Coy Pond
Pretending to believe the silly lies of your friend
So they don’t expose your more outrageous stories,
“Losing your voice” and putting down your thoughts
So that they can squint in the direction of your innermost,
Silent treatment was the choice
That determined your quiet.
You’d skip the lunch line and sneak
Bread past the guards, only to drop it off the bridge,
You’d watch the pond fish gnaw at your empty stomach
You’d spend your lunches running in loops
Avoiding eye contact, but most of all,
Avoiding the truth that lurked in their empty words.
You look in the mirror, not to find yourself
But a figment of your imagination,
Your lungs do not help you breathe
But manifest as ribs sticking out of your stomach
Hoping to be ripped out and devoured by your tendencies.

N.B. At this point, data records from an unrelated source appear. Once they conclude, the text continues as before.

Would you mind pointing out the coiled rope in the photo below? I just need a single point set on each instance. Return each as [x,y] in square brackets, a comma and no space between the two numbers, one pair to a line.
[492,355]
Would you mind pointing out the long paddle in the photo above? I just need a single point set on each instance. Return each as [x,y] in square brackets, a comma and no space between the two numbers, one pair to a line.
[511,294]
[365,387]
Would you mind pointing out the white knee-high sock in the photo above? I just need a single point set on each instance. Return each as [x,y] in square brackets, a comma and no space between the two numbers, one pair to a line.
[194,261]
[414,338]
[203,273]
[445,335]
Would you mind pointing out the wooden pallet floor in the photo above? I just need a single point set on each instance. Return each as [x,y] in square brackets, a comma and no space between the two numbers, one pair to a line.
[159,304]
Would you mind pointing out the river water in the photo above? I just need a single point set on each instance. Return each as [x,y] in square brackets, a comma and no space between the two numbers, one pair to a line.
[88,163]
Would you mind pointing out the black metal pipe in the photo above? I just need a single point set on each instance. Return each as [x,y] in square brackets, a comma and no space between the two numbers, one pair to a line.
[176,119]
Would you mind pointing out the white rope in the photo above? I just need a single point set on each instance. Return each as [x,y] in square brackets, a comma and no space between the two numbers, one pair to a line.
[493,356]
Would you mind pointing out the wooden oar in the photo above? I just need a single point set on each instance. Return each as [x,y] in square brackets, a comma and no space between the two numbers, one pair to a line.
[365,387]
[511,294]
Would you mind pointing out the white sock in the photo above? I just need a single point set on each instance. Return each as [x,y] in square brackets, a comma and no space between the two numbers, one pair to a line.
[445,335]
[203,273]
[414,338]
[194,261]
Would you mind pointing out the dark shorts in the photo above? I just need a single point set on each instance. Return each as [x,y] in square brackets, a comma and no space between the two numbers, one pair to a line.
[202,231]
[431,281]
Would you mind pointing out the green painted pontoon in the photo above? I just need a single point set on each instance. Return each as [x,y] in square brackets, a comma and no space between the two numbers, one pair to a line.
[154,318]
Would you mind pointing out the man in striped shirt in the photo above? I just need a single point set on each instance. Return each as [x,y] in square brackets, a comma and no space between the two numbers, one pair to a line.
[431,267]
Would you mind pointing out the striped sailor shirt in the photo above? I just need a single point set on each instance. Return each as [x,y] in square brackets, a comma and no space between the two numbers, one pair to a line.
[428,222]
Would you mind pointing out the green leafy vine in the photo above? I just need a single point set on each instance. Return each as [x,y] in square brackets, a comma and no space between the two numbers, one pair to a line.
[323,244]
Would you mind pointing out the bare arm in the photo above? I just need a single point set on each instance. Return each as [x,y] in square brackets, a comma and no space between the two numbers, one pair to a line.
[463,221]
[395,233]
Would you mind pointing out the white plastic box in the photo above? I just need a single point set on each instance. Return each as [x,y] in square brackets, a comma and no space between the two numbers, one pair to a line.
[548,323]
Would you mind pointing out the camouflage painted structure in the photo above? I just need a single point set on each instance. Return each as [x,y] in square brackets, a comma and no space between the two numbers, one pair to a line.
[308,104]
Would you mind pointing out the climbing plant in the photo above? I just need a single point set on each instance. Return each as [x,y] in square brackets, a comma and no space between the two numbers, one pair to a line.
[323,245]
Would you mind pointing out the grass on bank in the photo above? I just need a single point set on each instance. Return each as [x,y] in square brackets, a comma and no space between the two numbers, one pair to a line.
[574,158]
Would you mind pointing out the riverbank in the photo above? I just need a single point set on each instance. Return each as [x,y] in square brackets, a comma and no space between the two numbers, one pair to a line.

I’m tragic like the last breath before you drown,
I’m delusional like the mind that occupies itself,
I’m numb like a leg that is asleep,
I’m hungry like the fish
“Coy Pond” (double entendre) is a free-verse poem inspired by Carol Ann Duffys “In Mrs. Tilscher’s
Class”. Having no recognizable rhyme scheme; it has four stanzas with active degradation of lines per
stanza. This is done purposefully to emphasize the more powerful motifs of anorexia, depression, and
neglect insinuated in the last stanza, reinforced by repetition and simile. The poem progresses from a
past-tense second-person point of view to a present-tense second-person point of view, and finally a
present-tense first-person narrator. By using enjambement and punctuation, the poem adopts a unique
pace in which the word choice can flourish. The theme is accepting others' judgment as irrefutable truth.
Count down
22
Stuck in my head
Irrational thoughts spinning
Psyched to fight
The loops are winning
Controlling the need for control
It just seems impossible
If it wasn’t attached I’d lose it
13
Checking, counting, washing
My hands are raw, they’re bleeding
The voices are screaming
Your trigger fingers mine
11
Hours in the shower
Washing their hands off of my skin
Cult
Rituals and sins
Picking at the imperfections
Pick me, pick me
Do you like me?
Chiseling themselves on my mind
Fooled by feelings
Disrupting my easing
Exposed but never free
4
Disrupting is disabling
Anxiety is meant to be
Exaggeration or distortion, how am I to tell?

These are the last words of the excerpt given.